Morningstar Analyst Offers Free Advice to Capital Group

by: Sean Hanna, Editor in Chief

It's official: American Funds has replaced Fidelity Investments as the industry behemoth. Proof positive of the development came this week when Morningstar took aim at the Growth Fund of America for "getting too big." That is a criticism commonly heard in the same breath as "Magellan" during the 1990s -- a period of time that we will hereafter refer to as the Fidelity decade.

Magellan solved its size problem the old fashioned way -- it went on a diet and dropped some pounds over the past half decade. That means, of course, that the past six years have quietly compiled themselves into the first half of the American Funds decade (because the Los Angeles-based Capital Group Companie likes to do everything it does quietly).

Though at $142 billion of assets the Growth Fund of America is far larger than Fidelity Magellan was when it was the target of "the fund is too big" criticisms, it ranks only as the eighth largest fund on the market. Still, that did not stop Morningstar analyst Paul Herbert from telling a Bloomberg reporters Matthew Keenan and Danielle Kost that Capital Group should "close the fund or, at the very least, let investors know that they're thinking about it."

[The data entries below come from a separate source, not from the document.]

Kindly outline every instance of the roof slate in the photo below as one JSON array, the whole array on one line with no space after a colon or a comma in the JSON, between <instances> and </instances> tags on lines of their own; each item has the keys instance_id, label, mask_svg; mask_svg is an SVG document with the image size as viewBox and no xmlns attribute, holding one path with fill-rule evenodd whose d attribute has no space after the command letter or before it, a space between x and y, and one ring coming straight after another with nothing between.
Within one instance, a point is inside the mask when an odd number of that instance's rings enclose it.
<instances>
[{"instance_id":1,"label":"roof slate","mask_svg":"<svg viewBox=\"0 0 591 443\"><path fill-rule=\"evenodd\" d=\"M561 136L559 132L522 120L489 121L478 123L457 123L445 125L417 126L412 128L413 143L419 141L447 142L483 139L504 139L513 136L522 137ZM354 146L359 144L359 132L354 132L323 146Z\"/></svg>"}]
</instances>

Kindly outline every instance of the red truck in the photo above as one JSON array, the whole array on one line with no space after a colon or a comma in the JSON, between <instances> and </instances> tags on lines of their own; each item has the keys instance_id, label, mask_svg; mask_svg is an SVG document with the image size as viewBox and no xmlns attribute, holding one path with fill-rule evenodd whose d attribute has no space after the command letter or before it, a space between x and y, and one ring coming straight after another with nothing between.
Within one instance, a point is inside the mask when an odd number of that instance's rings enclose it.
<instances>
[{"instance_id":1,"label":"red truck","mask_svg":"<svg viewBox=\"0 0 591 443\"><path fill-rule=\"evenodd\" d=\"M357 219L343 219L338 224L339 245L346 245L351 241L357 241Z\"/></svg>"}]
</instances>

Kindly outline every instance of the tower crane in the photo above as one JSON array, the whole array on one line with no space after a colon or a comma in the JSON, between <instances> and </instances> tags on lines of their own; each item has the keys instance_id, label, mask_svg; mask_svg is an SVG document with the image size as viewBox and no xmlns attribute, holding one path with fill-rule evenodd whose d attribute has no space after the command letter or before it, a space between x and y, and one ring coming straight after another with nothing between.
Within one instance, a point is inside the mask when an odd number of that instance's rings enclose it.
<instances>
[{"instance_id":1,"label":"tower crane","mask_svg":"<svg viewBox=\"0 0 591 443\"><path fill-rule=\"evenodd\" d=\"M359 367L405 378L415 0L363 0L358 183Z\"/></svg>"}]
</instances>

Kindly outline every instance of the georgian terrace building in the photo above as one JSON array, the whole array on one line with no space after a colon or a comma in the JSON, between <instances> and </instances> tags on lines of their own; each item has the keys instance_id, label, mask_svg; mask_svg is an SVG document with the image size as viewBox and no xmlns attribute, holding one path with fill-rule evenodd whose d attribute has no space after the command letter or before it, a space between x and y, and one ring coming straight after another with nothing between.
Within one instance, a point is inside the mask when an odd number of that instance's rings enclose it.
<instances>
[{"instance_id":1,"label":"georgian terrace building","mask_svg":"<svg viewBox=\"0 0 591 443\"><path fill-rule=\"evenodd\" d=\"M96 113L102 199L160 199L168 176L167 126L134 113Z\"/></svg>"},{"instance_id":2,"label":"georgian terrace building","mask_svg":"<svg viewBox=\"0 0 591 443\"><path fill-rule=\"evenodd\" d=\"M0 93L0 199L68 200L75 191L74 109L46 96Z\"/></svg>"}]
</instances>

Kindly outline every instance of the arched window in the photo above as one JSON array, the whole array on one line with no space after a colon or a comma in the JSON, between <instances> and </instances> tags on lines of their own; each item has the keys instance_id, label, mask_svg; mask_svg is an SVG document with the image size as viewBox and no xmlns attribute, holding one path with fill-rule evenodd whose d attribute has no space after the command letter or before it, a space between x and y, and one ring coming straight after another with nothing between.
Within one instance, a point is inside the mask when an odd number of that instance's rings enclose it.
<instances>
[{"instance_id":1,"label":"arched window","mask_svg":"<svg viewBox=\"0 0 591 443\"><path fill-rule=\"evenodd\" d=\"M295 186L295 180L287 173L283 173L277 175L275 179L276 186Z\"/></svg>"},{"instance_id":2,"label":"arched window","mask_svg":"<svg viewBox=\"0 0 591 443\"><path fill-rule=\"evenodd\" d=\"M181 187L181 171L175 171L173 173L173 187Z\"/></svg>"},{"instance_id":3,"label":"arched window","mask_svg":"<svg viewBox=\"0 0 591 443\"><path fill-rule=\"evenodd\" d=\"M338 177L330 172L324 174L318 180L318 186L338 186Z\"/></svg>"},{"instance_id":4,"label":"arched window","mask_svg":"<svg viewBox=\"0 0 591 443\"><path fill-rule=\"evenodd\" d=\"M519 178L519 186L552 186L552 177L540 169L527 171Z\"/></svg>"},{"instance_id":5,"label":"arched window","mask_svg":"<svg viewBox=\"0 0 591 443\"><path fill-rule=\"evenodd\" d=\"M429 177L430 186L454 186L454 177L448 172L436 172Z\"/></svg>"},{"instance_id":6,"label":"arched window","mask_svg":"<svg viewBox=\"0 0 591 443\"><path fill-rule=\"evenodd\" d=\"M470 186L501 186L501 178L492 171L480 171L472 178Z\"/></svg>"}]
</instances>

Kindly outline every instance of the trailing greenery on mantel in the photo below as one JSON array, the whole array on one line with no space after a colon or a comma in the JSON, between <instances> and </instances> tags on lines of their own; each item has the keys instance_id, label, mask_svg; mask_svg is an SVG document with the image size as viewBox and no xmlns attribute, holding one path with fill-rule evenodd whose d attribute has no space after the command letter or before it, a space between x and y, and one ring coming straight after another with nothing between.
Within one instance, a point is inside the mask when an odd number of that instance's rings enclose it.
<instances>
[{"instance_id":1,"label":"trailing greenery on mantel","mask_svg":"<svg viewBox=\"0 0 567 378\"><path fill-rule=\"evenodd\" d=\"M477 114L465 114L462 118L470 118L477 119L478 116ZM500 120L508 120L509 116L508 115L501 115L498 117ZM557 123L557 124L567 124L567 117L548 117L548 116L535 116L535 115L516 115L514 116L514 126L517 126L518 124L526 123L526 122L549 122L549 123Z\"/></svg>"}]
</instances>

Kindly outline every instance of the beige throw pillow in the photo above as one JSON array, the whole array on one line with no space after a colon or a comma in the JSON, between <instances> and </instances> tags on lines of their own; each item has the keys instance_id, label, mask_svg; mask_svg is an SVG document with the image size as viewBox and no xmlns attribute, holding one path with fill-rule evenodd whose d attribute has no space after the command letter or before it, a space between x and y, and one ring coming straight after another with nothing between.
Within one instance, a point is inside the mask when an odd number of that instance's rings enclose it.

For its part, Capital Group seems to disagree. Spokesperson Chuck Freadhoff told Bloomberg that the fund firm has no plans to close any of its 29 funds.

Capital Group does have a different story to tell than Fidelity and Vanguard, two other fund complexes cited as positive examples for closing their funds by the pair of reporters.

For one, Capital Group sells its funds exclusively through brokers unlike both Vanguard and Fidelity which sell their most popular funds directly to investors. In theory, the brokers should be able to judge whether the fund's size is hurting its investment performance and steer their clients clear of it if that is the case (though in practice brokers may be as incapable of resisting the lure of a hot and popular fund as the next guy).

A second point in Capital Group's favor is that its investment structure is scalable (again, this is in theory). By breaking portfolios into chunks and handing those chunks to separate teams of investment professionals, its funds should be able to grow as large as they need to be. Currently Growth Fund claims nine portfolio counselors who together manage between 75 percent to 80 percent of fund's portfolio. The rest is watched over by some 40 analysts who each specialize in an industry. That means there are about 5 stocks in the portfolio for each professional. That is seemingly a manageable quantity.

Time, of course, will tell whether Capital Groups or Morningstar are right.